1. I would start in the numerai tournament, I did this for 3 years after the first two years of me by myself on the market. It's useful because they provide ml ready data, and you can iterate very quickly. If you do not have ML experience numerai will teach you about many different types of overfitting and the many correct and incorrect ways to deal with them. An example would be some ML people always apply dropout, but when you have a small signal to begin with, dropout can dropout the signal, and then there is only noise left for the model to fit and of course it will then perform poorly. The other thing it will help with is the hopelessness that you will encounter from hitting a wall(hitting a wall is common in ML, and should be expected), the scoreboard shows individuals who have broken through that wall so you can know it is possible. I stopped participating after stabilizing in the top 20 because they change the format of the tournament every so often and I wanted my Saturdays back. You don't need to reach top 20, I hit a wall around rank 100 back when they used actual bitcoin to pay people. You just need to do well in one of the rounds where everyone else fails so you can go through the process of 'what did I do that I'm not aware of that made me succeed where everyone else failed'
2. Read Advances in Financial Machine Learning by Marcos Lopez de Prado. This goes over the false assumptions that outsiders make, and then outlines rookie mistakes(I made many of the mistakes described in the book, then read this book when it came out). It also will break you out of the thinking that leads to typical approaches and why it is unrealistic to expect them to work.

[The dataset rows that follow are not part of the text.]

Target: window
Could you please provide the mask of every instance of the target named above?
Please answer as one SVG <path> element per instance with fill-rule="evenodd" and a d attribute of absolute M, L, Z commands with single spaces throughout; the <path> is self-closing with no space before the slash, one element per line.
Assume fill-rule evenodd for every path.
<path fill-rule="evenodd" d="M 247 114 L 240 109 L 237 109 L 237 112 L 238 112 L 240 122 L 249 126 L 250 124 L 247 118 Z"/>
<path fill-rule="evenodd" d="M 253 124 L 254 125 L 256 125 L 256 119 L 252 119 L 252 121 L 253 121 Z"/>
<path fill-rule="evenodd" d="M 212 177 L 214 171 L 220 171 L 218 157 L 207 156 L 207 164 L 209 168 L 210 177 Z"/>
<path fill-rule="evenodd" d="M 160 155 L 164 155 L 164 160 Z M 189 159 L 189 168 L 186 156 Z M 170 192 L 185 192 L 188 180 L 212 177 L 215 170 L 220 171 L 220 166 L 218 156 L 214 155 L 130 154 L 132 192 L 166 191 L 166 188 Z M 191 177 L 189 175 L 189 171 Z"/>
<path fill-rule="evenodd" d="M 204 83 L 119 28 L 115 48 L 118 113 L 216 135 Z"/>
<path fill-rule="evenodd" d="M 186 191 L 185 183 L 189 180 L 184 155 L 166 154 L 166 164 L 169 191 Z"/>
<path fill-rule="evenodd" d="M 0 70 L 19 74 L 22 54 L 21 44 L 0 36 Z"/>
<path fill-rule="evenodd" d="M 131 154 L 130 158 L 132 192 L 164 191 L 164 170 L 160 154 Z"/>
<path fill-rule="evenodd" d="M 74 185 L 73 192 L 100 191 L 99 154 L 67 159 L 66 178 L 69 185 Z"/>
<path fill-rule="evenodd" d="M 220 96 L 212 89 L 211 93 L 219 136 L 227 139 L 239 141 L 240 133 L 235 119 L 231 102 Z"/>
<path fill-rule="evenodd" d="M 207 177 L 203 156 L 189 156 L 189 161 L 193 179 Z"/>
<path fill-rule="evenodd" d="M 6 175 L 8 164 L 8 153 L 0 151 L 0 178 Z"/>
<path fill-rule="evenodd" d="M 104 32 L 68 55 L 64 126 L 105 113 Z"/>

3. Become familiar with retail trader mistakes like overtrading, improper sizing, and emotions as well as the fact that you cannot rely upon regulating bodies to prevent fraud from occurring, they only act after it has occurred.(This is for scenarios where your models says short this stock, then you see that the stock is fraudulent but it continues to exist.) Learning blackjack probabilities + sizing helps with developing a strategy. Things like, do you want a trading system that has 60% accuracy and 10% profit each time, or one that has 45% accuracy but 200% profit each time. It's interesting because even if you have a 50% accurate 200% profit/50% loss strategy, you still need to calculate the probability of what number of losses you will see in a row that will still bankrupt you if you have the wrong size. In college for me this was covered under the Discrete Math Class.
After steps 1+2+3 I think people who have some level of control over their emotions have the right foundation to code a system. There are people that should not trade because they don't have the right personality profile.
4. Find a way to fit the data you encounter into a DB. Early on I had to pay 100 a month to get daily csvs for stock data. I wrote code that answered questions for me from the csvs. This was wasted time, because you can write SQL to answer so many questions. Keep this DB on a separate computer from the one you do ML dev on. Because the computer that ML dev happens on inevitably gets wiped(it will happen to you).
Then for you its a matter of just leveraging python+pandas etc to code a solution that meets your criteria. There are three categories that you have to operate across, infrastructure+forecasting+trading strategy. When you see one of your models predictions become true it really is a different feeling. But to ease my conscience I should warn you, if you are the curious type and you try this once, you will always be curious about it.
For timeseries data im currently using iextrading even though it has downsides(they only have data for trades that route through their exchange). I used to use kibot, alphavantage,scrape yahoo, download stock data csvs from ebay,and save etrade realtime quotes. For placing trades I am currently using alpaca.(I've used IB,etrade,and robinhoods private api before they blocked it).